Pastor Miles shared some staggering statistics about the economy of the world:
Half the world lives on less than $2 per day, yet we throw away $2 like it’s nothing.
If you earn minimum wage in California, you are in the top 14.8% of income in the world.
22,000 kids under age of 5 die every day because of poor conditions, illness, or lack of food.
Think about all the ways you can serve other people who can’t help themselves. There are so many people in this world who have nothing!
3. We are only accountable for what we do with our own riches.
Instead of looking at another person and feeling bitter about what you don’t have, examine your heart inwardly and appreciate what the Lord has given you: your job, food to eat, clean water, your family, your shelter. Maybe you don’t have access to more simply because at this moment, God can’t trust you to be faithful with the little you do have.
“After a long time the lord of those servants came and settled accounts with them.” (v. 19)
To him who multiplied what he was given, His lord said to him, ‘Well done, good and faithful servant; you have been faithful over a few things, I will make you ruler over many things. Enter into the joy of your lord. (v. 23)
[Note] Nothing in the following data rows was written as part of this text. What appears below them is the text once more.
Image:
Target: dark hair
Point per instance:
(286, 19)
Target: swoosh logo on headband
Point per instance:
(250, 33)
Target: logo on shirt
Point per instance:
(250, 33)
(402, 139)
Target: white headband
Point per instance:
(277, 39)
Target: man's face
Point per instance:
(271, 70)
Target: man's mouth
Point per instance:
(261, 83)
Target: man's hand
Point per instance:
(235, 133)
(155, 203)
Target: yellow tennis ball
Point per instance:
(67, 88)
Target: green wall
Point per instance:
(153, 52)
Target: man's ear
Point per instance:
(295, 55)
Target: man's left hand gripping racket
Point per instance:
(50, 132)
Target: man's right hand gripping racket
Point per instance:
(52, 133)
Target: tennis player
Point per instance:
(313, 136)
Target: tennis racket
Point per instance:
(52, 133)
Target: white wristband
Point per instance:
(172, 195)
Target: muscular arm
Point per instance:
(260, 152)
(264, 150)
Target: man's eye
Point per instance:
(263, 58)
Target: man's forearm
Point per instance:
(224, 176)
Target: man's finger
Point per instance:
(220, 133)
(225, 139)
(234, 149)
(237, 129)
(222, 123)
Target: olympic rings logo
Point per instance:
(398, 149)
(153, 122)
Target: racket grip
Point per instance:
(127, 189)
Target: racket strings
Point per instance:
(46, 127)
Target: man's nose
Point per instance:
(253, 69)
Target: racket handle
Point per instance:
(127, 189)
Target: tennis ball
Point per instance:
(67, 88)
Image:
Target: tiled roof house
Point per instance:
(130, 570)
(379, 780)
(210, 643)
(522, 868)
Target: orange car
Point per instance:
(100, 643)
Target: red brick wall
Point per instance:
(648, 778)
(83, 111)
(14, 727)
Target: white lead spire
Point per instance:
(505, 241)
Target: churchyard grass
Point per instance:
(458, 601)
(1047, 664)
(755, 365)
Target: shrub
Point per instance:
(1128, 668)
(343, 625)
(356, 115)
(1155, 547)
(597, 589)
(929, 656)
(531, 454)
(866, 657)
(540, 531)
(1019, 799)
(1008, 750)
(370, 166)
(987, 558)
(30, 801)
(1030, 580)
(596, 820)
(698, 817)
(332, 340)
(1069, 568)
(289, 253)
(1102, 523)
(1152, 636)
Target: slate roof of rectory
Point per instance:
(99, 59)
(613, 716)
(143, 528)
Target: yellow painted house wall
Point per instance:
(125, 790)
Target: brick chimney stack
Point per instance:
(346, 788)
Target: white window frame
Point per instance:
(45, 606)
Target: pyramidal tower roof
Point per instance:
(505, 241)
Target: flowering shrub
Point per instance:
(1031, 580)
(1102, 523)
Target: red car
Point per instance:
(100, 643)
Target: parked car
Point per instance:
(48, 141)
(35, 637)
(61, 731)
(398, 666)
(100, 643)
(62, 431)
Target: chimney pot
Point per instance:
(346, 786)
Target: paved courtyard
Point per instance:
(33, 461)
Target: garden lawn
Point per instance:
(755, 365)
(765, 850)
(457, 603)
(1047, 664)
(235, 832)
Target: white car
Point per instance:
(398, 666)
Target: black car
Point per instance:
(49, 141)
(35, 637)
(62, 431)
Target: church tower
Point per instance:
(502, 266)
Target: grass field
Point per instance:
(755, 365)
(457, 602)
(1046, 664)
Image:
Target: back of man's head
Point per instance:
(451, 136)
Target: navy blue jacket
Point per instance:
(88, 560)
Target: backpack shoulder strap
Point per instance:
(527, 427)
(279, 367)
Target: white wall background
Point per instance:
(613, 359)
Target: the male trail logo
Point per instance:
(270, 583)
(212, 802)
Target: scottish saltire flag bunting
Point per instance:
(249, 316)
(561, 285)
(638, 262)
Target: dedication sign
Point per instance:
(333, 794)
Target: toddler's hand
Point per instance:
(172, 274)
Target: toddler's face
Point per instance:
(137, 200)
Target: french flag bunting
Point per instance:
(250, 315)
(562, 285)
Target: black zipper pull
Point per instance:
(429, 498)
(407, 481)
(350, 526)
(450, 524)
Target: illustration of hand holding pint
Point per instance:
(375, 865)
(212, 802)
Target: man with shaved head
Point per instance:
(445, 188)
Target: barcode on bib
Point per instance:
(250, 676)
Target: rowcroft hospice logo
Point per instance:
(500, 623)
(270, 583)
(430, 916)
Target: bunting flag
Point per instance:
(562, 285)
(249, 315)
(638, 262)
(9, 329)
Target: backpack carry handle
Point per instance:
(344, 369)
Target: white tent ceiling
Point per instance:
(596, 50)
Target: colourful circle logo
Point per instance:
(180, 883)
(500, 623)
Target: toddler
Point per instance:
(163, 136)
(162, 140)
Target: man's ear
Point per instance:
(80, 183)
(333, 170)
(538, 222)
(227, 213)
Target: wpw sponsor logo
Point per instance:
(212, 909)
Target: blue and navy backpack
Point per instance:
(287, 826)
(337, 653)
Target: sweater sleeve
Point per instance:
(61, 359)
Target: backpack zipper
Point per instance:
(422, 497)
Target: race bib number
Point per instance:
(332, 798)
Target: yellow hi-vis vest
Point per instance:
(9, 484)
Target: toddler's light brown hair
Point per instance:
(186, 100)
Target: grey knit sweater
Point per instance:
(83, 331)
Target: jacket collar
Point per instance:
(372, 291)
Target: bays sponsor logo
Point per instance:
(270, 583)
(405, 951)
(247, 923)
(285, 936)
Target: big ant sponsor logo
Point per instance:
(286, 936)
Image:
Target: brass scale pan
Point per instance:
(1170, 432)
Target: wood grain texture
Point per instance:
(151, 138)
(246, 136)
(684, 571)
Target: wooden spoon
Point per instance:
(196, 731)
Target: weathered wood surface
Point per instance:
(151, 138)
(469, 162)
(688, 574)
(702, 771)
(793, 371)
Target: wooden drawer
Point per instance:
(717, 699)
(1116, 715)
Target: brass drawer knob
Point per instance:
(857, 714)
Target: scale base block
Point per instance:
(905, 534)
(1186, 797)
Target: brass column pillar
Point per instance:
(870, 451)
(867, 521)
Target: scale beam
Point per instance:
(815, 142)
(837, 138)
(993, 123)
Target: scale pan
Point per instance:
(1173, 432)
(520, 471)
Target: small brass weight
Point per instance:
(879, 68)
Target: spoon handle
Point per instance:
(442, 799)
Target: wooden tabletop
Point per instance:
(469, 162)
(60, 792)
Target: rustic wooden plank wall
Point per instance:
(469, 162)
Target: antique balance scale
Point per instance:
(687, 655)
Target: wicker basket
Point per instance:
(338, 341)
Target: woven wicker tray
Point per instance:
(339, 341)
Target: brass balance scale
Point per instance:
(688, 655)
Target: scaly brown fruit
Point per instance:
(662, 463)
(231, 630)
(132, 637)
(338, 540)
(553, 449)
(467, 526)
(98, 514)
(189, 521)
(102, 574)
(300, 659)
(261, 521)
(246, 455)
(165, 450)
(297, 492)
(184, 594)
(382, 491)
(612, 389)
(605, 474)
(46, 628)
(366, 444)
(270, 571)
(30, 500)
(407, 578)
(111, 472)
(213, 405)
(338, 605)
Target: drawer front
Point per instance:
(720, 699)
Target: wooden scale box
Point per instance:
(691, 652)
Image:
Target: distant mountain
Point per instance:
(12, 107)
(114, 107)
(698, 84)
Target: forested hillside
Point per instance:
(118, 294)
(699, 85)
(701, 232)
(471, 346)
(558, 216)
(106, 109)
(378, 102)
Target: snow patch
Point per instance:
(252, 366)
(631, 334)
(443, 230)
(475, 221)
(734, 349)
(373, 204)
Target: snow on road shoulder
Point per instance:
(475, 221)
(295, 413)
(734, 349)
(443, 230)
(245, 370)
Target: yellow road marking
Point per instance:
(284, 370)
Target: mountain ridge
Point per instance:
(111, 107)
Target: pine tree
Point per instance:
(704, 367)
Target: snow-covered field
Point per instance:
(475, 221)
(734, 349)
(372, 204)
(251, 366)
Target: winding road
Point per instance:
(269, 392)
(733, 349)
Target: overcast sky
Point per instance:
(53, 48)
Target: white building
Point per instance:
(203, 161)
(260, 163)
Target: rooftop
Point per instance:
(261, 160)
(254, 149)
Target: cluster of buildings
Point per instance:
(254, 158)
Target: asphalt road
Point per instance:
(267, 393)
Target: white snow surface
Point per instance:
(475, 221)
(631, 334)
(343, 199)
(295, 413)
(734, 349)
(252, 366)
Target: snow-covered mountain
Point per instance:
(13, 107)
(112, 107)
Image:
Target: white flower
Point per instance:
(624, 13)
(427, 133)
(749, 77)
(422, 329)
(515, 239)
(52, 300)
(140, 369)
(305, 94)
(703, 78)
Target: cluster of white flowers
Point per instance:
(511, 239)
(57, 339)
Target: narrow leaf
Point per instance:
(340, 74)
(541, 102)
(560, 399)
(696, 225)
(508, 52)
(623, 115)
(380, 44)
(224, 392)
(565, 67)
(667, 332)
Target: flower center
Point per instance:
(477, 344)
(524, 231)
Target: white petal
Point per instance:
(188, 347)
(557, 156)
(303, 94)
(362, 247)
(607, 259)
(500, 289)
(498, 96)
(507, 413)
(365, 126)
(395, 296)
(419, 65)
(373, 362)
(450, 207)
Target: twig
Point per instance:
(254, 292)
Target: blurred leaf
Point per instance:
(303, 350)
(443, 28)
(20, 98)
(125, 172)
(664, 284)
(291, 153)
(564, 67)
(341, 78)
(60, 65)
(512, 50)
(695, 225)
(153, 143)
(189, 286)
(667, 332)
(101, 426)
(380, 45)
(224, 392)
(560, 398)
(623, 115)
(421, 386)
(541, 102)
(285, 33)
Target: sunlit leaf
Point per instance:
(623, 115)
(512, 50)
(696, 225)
But to the one who buried his talent in the ground, “his lord answered and said to him, ‘You wicked and lazy servant, you knew that I reap where I have not sown, and gather where I have not scattered seed. So you ought to have deposited my money with the bankers, and at my coming I would have received back my own with interest. Therefore take the talent from him, and give it to him who has ten talents. ‘For to everyone who has, more will be given, and he will have abundance; but from him who does not have, even what he has will be taken away. (v. 26-29)
If you aren’t using the gifts God gave you, this is just like burying them in the ground! God expects you to know your talents and use them.
God is not going to ask you about anybody else’s blessings; they are not your concern. He is going to ask, “How did you honor Me with what I gave you?”
If you aren’t using the gifts God gave you, this is just like burying them in the ground! God expects you to know your talents and use them. Be willing to open your hands and do whatever He asks with that which He was given you (your money, skills, education, influence, etc.) If God can trust you with these things, He will entrust you with them.